LONDON, Ont. -- It's been a rough couple of months for 11-year-old Isaiah Kennis-Carr and his mother Catelina Kennis since moving to London.

"Sometimes when going to school I have a bit of anxiety because a lot has happened," says the Grade Six student. "It makes me not want to go because I'm afraid of what is going to happen."

Kennis says her son is on the autism spectrum, but has been integrated into classrooms at Lord Nelson Public School.

"He has been physically bullied...he's been pushed, he's been kicked...banged against up against a wall...trampled on and called names."

The family moved out of Toronto after Isaiah was bullied at school. However in Mississauga, Ont. they suffered the same thing. They hoped another move to London would help.

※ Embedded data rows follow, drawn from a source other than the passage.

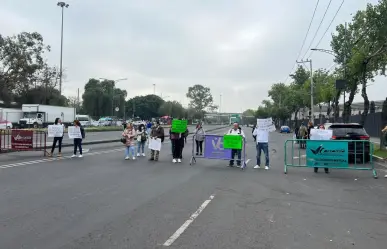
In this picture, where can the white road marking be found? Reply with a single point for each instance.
(181, 229)
(6, 166)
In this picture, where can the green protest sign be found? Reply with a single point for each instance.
(179, 126)
(232, 142)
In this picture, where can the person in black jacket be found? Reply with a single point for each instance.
(78, 141)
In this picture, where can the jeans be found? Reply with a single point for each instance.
(77, 144)
(59, 140)
(265, 148)
(177, 148)
(199, 147)
(239, 153)
(129, 150)
(141, 146)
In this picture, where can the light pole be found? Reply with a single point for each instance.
(62, 5)
(311, 89)
(115, 82)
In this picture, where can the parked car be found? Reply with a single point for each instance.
(356, 133)
(285, 129)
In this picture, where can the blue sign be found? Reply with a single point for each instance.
(213, 148)
(326, 154)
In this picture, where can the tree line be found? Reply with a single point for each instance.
(360, 53)
(26, 77)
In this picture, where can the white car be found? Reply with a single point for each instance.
(6, 125)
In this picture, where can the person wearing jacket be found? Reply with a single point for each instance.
(237, 131)
(78, 141)
(199, 138)
(141, 140)
(129, 134)
(156, 132)
(58, 140)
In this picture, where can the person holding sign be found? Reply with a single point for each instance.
(237, 131)
(57, 139)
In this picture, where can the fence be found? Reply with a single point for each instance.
(330, 154)
(22, 140)
(213, 149)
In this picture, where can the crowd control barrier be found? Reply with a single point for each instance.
(213, 148)
(331, 154)
(22, 140)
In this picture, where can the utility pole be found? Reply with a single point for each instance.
(62, 5)
(311, 88)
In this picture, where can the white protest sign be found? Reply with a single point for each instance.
(74, 132)
(55, 130)
(265, 125)
(155, 144)
(319, 134)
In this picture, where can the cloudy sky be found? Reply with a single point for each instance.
(237, 48)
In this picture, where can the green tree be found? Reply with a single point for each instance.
(201, 98)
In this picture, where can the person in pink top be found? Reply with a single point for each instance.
(130, 135)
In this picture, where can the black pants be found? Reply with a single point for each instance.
(177, 148)
(59, 140)
(77, 144)
(239, 153)
(199, 147)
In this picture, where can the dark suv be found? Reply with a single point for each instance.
(357, 134)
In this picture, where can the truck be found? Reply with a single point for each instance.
(9, 117)
(36, 115)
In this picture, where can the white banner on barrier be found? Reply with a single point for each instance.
(74, 132)
(55, 130)
(318, 134)
(265, 124)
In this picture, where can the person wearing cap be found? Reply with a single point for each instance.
(236, 130)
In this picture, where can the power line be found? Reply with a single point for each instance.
(318, 28)
(330, 24)
(303, 43)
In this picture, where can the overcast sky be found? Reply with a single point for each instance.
(237, 48)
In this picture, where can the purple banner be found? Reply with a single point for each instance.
(213, 148)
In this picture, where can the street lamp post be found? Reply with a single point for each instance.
(62, 5)
(115, 82)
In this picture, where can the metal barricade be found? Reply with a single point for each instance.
(331, 154)
(22, 140)
(213, 149)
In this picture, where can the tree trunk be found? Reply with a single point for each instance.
(364, 95)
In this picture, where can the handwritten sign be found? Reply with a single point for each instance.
(74, 132)
(55, 130)
(179, 126)
(232, 142)
(265, 125)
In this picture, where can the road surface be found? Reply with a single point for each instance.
(102, 201)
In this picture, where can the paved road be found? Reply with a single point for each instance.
(102, 201)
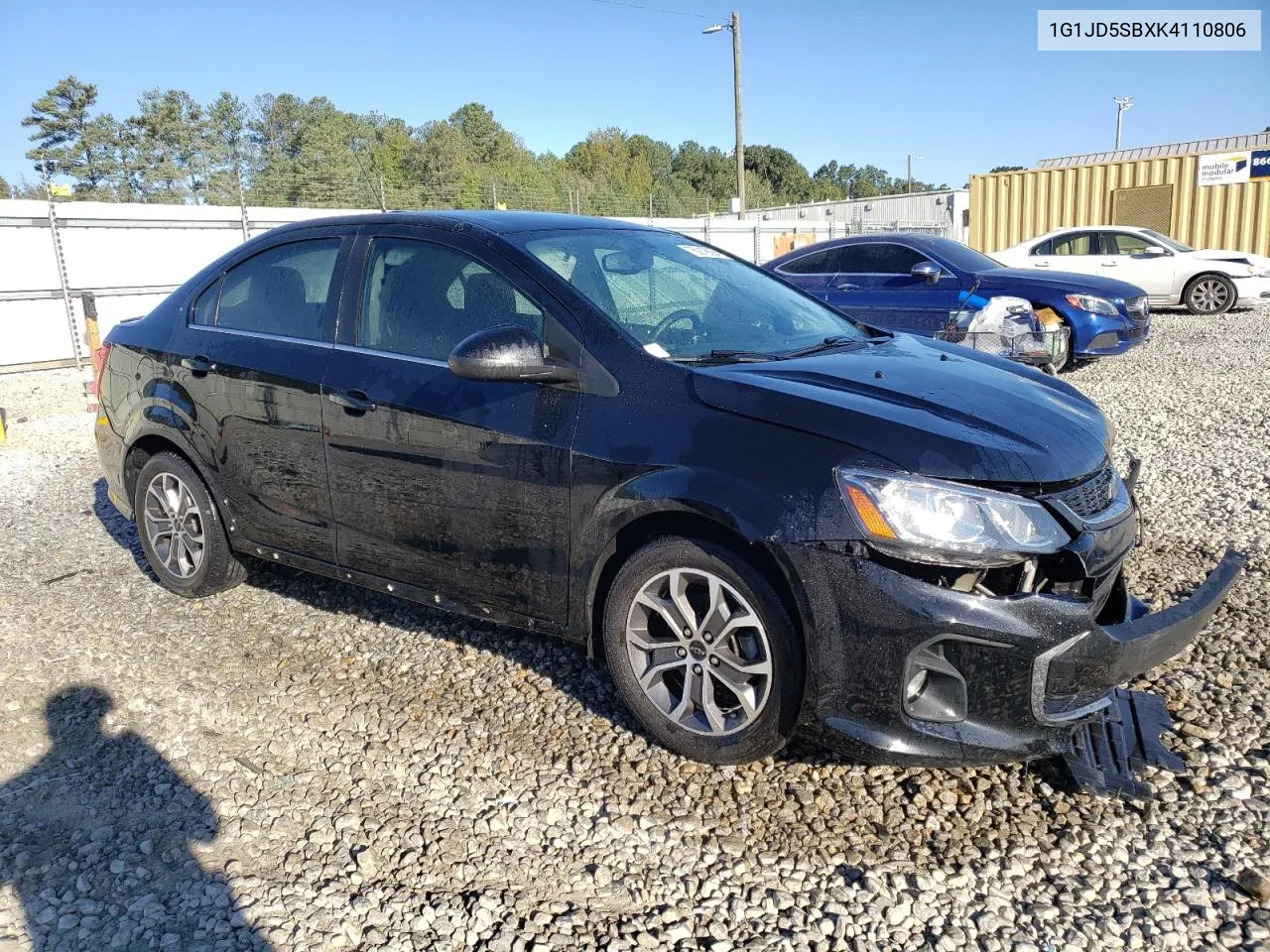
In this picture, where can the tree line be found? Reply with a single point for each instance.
(282, 150)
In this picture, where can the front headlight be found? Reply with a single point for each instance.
(1092, 303)
(947, 524)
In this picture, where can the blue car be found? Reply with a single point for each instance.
(912, 282)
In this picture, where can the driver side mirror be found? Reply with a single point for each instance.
(928, 272)
(507, 353)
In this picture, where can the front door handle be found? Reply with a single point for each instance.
(354, 402)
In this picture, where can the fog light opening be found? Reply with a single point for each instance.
(916, 685)
(934, 688)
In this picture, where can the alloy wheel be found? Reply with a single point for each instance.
(1209, 296)
(175, 525)
(698, 652)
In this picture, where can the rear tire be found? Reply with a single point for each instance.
(703, 652)
(181, 530)
(1210, 295)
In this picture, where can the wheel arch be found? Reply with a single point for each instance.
(149, 444)
(684, 524)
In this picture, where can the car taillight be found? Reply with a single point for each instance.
(99, 367)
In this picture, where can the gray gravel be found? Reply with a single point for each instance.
(300, 765)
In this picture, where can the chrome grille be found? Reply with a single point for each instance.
(1091, 497)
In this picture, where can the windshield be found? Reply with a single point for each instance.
(684, 299)
(1167, 241)
(964, 258)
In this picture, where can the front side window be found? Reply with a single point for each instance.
(1121, 243)
(281, 291)
(1080, 244)
(880, 258)
(1165, 241)
(680, 298)
(421, 298)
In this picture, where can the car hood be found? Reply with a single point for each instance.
(1069, 282)
(930, 408)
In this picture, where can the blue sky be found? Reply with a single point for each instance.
(826, 79)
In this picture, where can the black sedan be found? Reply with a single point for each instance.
(761, 516)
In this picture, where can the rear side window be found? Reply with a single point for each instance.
(281, 291)
(421, 298)
(815, 263)
(204, 307)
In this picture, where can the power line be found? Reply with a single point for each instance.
(654, 9)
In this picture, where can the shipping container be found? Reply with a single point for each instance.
(1156, 186)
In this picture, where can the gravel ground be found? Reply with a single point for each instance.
(300, 765)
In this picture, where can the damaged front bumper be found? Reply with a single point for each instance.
(907, 671)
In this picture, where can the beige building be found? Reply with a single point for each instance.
(1209, 193)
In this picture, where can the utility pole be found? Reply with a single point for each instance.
(735, 87)
(911, 158)
(1121, 105)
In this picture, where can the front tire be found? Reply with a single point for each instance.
(1210, 295)
(703, 653)
(181, 530)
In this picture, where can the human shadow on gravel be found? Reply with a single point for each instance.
(95, 837)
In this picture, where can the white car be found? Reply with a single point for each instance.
(1171, 273)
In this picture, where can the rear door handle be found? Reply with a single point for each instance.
(354, 402)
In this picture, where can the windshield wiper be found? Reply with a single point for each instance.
(728, 357)
(826, 344)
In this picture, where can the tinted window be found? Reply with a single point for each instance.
(1079, 244)
(204, 307)
(815, 263)
(281, 291)
(421, 298)
(1121, 243)
(681, 298)
(880, 258)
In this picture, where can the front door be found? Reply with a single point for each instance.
(250, 357)
(452, 485)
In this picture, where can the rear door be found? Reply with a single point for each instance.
(1127, 250)
(452, 485)
(250, 358)
(1078, 252)
(875, 285)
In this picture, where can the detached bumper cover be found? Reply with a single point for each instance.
(1097, 660)
(1035, 667)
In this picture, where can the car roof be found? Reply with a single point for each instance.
(1072, 229)
(495, 222)
(913, 238)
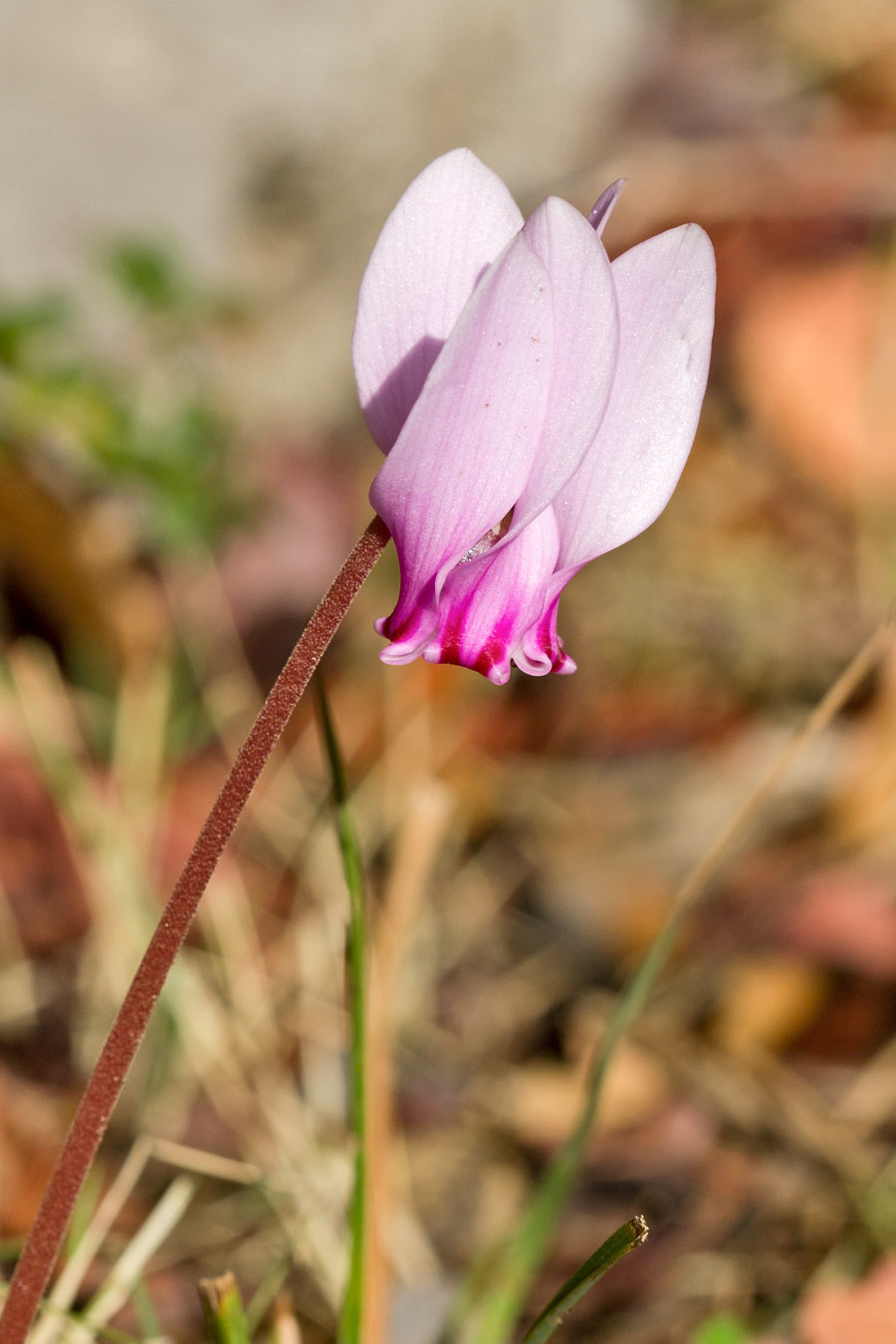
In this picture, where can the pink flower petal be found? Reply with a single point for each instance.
(469, 442)
(450, 223)
(665, 289)
(584, 348)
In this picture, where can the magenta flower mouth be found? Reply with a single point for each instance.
(537, 403)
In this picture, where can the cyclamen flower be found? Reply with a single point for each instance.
(537, 403)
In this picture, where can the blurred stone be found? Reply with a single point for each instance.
(270, 140)
(813, 351)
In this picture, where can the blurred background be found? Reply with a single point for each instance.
(189, 194)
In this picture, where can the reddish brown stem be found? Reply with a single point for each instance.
(105, 1083)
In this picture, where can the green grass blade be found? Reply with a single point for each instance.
(223, 1310)
(488, 1316)
(349, 1328)
(625, 1239)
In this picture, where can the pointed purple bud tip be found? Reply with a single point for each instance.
(602, 207)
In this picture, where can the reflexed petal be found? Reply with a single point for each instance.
(665, 289)
(602, 207)
(450, 223)
(468, 446)
(585, 336)
(488, 605)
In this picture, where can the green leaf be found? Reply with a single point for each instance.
(722, 1329)
(625, 1239)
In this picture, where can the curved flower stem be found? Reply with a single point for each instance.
(105, 1083)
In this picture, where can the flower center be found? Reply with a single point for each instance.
(491, 540)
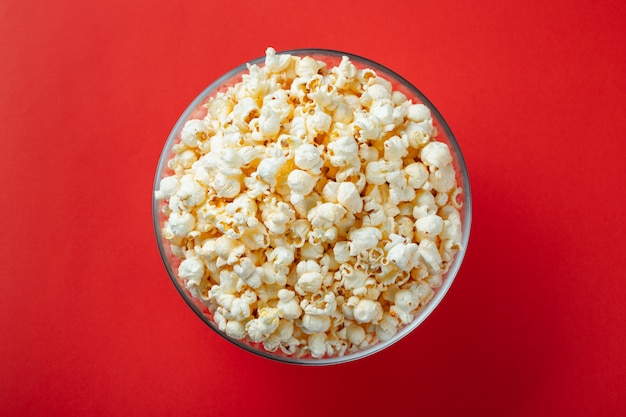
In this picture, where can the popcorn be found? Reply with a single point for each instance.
(313, 209)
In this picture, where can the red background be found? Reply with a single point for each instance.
(534, 325)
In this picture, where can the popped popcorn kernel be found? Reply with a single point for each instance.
(313, 209)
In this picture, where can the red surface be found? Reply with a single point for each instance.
(534, 325)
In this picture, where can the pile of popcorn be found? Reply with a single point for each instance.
(312, 209)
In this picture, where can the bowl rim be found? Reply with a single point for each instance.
(461, 172)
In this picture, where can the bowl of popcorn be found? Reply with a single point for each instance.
(312, 206)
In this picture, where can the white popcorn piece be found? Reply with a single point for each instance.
(167, 188)
(181, 223)
(436, 154)
(308, 158)
(313, 209)
(288, 306)
(301, 182)
(418, 113)
(349, 197)
(429, 226)
(363, 238)
(191, 270)
(368, 311)
(315, 324)
(326, 215)
(235, 329)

However Kennis says there have been two serious incidents since coming to east London. One, she says, was an assault at a playground off school property, the other a confrontation in school.

London police confirm there was an incident reported to them, although no charges can be laid on a child under 12 and bullying doesn't fall under the criminal code.

Kennis says she wants consequences for the bullies, even if they are underage.

"My son writes me letters all the time saying 'Mommy, I don’t want to go to school tomorrow...what if somebody kicks me again? Or what if somebody pushes me?'...How to you answer that to your child?''

She has praised the action taken by Lord Nelson's principal, but says the bullying continues.

The Thames Valley District School Board is trying to bring awareness with their ant-bullying campaign called "Say Something."

"Bullying is an ongoing problem. I'd say that it's evolving in different directions with the advent of our social media world and in school climates and that's why we are committed to respond," says TVDSB Learning Supervisor Doriana Rosati.

"As educators it's super important to us that all students - whether autistic, different backgrounds, or different abilities that we're all are represented and all looked after."

Kennis wants to see better education for classmates of integrated children with autism or disorders. While Isaiah just wants to feel safe.

"I want my school to be a good place for everybody," says Isaiah. "I don't want discrimination, nothing racist, sexist...nothing like that here."